Emergono ancora dettagli sui ragazzi tenuti segregati in una fattoria in Olanda. Gerrit Jan van D., il padre dei ragazzi, voleva fondare una comune

Famiglia vive in cantina per 9 anni, foto Ansa
Famiglia vive in cantina per 9 anni, foto Ansa

Emergono ancora altri dettagli riguardanti la famiglia segregata in una cantina Olanda martedì 15 ottobre scorso non lontano da Ruinerwold, un piccolo centro abitato dell’ Olanda orientale, nella provincia di Drenthe.

Nessuno avrebbe mai sospettato che in quella landa idillica, dietro le mura di una fattoria isolata, si consumasse un’ ennesima tragedia umana e ogni volta la gente si chiede: “Come è possibile che ancor oggi, in una società moderna e supertecnologizzata, in cui tutti siamo controllati, possano accadere fatti del genere, di questa gravità? Come è possibile che non solo una ma bensì 7 persone possano sparire così facilmente dalla faccia della terra, senza che nessuno chieda di loro, senza che nessun parente li vada a cercare e non solo per qualche giorno o settimana ma bensì per 9 lunghi anni?”

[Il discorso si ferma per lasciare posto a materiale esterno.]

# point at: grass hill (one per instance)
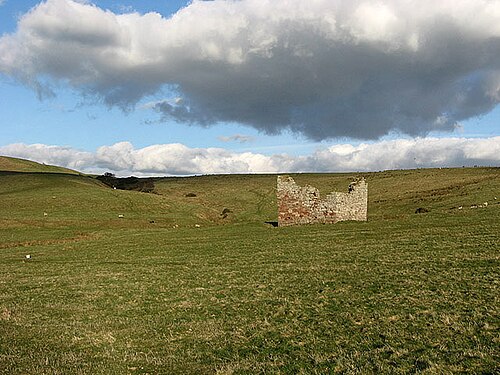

Gli accertamenti della polizia

La polizia continua a fare accertamenti sul gruppo di 7 persone, di cui 6 ragazzi, 4 ragazze e 2 ragazzi, tra i 18 e i 25 anni, e un signore, forse il loro padre, Gerrit Jan D., di 68 anni ammalato e costretto al letto. Contrariamente a quanto avevano comunicato i media nei giorni precedenti, tutte queste persone non sono state ritrovate in una cantina sotterranea, bensì in una stanza al pianterreno con le sbarre alle finestre, separata in diverse nicchie.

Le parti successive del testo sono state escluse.